Indonesian GUI-vil hackers use Amazon cloud services for illegal cryptocurrency mining

cloud company Permiso P0 Labs discovered a group of cybercriminals from Indonesia that uses Amazon Web Services (AWS) Elastic Compute Cloud (EC2) for illegal mining cryptocurrencies. Experts gave the group the code name GUI-vil.

Amazon Web Services (AWS) Elastic Compute Cloud (EC2) is a web service that provides scalable computing power in the AWS cloud environment. With Amazon EC2, you can run as many virtual servers as you need, set up security and network connectivity, and manage data storage. Amazon EC2 allows you to increase or decrease capacity based on changing requirements or peak usage.

“The group prefers to use graphical interfaces, in particular S3 Browser (version 9.5.5) for their initial operations. After gaining access to the AWS Console, they conduct their transactions directly through a web browser, ”the company said in a report.

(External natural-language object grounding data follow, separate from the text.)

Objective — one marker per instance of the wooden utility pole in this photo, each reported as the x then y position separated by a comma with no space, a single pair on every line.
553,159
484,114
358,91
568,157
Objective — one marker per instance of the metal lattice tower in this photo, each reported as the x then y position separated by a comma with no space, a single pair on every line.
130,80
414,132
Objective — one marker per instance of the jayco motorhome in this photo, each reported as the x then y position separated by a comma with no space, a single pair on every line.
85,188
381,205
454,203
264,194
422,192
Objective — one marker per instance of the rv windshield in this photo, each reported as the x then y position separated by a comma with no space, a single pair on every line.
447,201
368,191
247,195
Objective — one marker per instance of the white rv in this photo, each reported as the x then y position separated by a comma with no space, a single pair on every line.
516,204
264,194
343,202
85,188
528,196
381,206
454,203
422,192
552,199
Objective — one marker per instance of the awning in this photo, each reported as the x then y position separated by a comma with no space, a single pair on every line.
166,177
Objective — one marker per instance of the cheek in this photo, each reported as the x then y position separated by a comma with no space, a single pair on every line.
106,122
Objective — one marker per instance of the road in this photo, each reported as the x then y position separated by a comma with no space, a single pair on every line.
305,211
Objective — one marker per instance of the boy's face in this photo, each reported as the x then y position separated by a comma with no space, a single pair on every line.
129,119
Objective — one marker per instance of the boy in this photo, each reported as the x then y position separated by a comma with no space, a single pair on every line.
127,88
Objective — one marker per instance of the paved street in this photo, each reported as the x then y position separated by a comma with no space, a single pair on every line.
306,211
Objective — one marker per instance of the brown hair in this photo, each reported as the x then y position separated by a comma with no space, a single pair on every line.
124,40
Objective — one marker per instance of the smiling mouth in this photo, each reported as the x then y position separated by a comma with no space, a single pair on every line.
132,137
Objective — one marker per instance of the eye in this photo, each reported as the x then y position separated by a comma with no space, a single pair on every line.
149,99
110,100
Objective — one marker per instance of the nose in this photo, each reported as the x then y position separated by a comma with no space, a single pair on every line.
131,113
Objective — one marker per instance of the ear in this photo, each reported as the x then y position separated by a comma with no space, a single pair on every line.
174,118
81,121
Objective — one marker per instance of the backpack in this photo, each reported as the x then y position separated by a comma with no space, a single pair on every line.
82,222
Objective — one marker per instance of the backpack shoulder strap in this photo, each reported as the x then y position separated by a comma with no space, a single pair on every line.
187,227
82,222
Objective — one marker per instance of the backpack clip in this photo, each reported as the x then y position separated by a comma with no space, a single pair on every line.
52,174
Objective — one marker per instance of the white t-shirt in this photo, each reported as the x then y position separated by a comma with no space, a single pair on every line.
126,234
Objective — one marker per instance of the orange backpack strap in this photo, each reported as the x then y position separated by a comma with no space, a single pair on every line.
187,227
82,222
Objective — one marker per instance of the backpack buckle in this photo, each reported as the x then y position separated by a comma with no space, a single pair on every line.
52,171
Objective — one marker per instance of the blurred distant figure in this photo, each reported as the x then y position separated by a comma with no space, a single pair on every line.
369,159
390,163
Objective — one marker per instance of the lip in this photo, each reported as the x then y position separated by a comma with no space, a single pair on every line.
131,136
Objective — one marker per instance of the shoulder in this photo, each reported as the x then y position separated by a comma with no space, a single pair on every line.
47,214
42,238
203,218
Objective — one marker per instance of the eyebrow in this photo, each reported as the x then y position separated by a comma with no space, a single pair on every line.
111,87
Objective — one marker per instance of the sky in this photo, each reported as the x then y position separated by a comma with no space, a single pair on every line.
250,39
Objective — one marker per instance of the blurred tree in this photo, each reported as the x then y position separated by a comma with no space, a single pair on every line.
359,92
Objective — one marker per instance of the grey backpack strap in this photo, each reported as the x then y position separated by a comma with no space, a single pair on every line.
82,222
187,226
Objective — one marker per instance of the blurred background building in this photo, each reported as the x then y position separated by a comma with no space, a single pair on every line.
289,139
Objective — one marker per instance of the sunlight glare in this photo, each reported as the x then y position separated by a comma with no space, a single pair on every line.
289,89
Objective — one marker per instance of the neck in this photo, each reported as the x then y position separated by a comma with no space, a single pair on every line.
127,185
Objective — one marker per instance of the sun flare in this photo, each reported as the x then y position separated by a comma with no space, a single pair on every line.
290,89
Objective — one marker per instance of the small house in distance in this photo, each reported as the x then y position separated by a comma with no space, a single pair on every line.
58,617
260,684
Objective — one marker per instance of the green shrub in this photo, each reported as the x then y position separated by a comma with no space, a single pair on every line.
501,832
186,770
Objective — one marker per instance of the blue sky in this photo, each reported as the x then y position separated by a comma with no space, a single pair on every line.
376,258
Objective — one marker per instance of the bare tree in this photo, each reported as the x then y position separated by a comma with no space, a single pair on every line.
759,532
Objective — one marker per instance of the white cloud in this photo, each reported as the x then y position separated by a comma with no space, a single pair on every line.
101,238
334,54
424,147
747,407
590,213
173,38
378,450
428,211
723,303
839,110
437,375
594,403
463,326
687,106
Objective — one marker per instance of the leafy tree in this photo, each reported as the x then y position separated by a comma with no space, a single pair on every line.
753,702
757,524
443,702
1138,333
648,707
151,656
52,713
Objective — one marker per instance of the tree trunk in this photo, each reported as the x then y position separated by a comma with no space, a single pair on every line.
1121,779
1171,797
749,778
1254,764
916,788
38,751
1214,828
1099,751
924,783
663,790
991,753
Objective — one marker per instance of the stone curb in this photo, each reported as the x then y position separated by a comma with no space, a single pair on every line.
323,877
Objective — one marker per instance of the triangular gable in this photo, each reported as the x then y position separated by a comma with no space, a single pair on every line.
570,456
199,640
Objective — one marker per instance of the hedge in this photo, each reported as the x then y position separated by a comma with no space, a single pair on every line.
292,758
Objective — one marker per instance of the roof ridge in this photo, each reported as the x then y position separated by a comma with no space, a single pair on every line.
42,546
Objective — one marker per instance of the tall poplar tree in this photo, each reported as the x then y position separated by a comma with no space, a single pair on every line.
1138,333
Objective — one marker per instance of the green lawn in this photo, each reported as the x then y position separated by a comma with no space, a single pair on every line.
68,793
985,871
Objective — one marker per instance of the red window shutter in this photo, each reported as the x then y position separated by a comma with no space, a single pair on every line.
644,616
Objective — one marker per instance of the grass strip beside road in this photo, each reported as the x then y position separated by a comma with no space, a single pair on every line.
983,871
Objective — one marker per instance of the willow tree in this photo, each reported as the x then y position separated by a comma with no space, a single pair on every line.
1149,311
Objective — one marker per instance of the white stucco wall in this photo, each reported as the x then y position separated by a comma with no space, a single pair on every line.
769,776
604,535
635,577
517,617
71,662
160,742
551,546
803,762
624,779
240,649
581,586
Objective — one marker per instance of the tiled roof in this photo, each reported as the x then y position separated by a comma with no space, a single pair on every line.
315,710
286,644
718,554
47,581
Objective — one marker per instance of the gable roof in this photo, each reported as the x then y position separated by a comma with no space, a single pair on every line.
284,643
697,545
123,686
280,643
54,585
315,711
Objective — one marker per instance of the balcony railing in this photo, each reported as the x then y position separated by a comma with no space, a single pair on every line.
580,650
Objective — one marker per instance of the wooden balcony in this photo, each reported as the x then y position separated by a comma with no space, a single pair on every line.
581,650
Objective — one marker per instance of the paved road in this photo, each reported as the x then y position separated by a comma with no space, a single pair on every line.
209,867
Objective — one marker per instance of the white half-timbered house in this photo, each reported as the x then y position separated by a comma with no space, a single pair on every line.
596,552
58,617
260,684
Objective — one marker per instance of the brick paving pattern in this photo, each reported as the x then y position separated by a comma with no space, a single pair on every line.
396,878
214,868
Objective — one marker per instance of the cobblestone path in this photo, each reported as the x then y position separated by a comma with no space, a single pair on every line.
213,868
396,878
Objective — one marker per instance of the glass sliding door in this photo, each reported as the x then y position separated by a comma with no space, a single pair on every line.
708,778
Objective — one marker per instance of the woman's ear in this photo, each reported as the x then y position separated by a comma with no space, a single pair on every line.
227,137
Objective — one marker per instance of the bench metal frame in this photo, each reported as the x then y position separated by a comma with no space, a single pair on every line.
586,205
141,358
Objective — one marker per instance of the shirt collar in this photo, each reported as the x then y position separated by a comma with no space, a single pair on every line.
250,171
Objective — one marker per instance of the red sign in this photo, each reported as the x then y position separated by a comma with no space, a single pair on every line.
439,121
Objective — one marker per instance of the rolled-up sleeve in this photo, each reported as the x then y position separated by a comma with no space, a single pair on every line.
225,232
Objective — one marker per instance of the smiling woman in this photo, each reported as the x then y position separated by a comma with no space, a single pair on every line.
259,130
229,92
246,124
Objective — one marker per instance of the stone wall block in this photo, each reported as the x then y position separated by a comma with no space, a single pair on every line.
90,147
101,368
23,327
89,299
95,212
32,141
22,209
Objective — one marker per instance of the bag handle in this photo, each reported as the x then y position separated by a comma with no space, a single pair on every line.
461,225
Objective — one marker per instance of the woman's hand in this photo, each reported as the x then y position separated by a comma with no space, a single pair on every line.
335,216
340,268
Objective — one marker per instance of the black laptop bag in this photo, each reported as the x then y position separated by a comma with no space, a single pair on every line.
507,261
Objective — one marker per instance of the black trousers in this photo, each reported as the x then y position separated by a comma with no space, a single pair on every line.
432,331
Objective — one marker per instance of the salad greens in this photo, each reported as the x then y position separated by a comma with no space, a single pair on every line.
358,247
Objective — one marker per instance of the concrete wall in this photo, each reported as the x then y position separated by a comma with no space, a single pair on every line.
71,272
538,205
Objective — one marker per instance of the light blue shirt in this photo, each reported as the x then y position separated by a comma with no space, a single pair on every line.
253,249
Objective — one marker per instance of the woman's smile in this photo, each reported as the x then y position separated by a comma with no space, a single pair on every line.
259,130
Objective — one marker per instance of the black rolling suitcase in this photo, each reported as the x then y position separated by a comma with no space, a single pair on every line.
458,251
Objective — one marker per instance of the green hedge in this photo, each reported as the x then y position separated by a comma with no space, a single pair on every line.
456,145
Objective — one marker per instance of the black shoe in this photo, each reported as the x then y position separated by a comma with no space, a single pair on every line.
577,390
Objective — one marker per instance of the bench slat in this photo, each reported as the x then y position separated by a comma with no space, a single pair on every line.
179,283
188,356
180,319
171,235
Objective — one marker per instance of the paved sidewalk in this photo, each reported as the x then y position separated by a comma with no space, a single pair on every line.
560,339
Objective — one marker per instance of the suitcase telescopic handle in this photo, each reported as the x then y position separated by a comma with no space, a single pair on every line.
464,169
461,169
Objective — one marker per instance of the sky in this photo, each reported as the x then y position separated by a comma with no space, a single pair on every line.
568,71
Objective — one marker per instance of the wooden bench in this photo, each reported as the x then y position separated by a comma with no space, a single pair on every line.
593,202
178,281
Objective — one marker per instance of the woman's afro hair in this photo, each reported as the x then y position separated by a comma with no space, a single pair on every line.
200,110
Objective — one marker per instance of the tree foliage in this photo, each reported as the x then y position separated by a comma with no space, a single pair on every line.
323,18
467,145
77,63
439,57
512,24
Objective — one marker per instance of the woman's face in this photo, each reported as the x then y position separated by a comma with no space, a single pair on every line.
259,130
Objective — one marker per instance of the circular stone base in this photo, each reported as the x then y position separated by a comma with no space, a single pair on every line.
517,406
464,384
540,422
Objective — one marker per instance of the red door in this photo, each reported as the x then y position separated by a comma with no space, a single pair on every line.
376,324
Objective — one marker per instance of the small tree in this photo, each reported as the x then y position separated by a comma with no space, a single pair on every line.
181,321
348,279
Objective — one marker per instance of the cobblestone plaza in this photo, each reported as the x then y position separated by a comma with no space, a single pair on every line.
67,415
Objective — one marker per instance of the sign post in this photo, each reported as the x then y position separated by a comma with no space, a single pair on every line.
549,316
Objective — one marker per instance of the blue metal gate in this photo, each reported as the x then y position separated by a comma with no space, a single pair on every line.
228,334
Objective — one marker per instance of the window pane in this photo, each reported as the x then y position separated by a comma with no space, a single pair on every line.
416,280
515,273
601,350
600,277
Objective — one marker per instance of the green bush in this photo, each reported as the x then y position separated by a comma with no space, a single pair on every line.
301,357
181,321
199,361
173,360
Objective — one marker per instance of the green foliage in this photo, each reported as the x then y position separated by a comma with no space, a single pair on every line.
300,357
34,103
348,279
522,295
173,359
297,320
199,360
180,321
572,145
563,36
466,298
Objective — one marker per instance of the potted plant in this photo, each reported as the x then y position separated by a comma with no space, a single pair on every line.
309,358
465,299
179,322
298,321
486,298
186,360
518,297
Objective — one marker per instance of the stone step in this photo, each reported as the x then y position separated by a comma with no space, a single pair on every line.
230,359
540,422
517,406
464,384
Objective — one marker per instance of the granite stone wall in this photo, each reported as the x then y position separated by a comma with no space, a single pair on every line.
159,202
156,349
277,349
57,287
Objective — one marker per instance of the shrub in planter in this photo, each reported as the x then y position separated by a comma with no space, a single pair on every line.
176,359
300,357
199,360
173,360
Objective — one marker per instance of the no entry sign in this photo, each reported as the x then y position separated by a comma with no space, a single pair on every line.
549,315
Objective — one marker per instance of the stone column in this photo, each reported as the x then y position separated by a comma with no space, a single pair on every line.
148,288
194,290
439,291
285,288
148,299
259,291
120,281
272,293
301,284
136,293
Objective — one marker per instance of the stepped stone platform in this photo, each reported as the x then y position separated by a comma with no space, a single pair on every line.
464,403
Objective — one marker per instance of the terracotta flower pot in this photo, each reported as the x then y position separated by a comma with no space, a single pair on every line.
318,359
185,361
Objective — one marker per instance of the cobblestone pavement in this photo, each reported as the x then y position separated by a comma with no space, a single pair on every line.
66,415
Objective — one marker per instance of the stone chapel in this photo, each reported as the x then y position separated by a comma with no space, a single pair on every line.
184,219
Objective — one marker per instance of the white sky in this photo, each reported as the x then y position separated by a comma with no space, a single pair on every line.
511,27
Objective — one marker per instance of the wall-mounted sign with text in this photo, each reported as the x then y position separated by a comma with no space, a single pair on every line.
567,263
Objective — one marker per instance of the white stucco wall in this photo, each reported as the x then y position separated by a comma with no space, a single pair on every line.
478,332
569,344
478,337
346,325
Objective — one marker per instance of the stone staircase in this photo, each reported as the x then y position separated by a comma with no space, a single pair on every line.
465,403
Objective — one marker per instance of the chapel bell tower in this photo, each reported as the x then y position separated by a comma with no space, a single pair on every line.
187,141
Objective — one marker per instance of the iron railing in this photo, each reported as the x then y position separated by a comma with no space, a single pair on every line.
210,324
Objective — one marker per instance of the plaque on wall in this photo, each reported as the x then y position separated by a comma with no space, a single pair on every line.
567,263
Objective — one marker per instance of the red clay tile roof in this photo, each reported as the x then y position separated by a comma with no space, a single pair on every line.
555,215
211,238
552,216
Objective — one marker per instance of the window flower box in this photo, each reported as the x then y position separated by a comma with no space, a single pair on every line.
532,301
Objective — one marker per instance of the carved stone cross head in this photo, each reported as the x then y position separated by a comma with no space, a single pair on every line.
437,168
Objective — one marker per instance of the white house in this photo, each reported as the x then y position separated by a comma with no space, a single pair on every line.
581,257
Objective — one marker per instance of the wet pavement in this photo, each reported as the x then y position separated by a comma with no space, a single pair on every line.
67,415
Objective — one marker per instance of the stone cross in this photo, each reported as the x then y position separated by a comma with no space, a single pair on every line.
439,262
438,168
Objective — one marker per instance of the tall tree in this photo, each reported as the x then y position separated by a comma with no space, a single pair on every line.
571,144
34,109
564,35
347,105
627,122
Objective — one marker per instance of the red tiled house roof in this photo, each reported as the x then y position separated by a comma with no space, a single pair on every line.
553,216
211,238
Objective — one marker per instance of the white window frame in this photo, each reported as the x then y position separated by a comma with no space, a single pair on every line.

The attack scheme of GUI-vil attackers is that they gain primary access using AWS keys hosted in open source code repositories on GitHub or by scanning vulnerable instances GitLaballowing you to execute remote code (for example, CVE-2021-22205 ).

After a successful infiltration, hackers escalate their privileges and conduct internal reconnaissance to determine the services that are available to them through the AWS Web Console.

A notable feature of grouping actions is their attempt to disguise themselves and persist in the victim’s environment by creating new users that match the naming scheme being used, which is not suspicious on a cursory check.

“GUI-vil also generates access keys for new users that they create in order to continue using S3 Browser with these new users,” the P0 Labs researchers explained.

GUI-vil’s association with Indonesia is based on the fact that the source IP addresses associated with their activities are from two autonomous systems located in Southeast Asia.

“The main mission of the financially motivated group is to create EC2 instances to facilitate cryptocurrency mining. In many cases, the profit they make from mining cryptocurrencies is only a fraction of the cost to victim organizations to run EC2 instances,” the researchers said.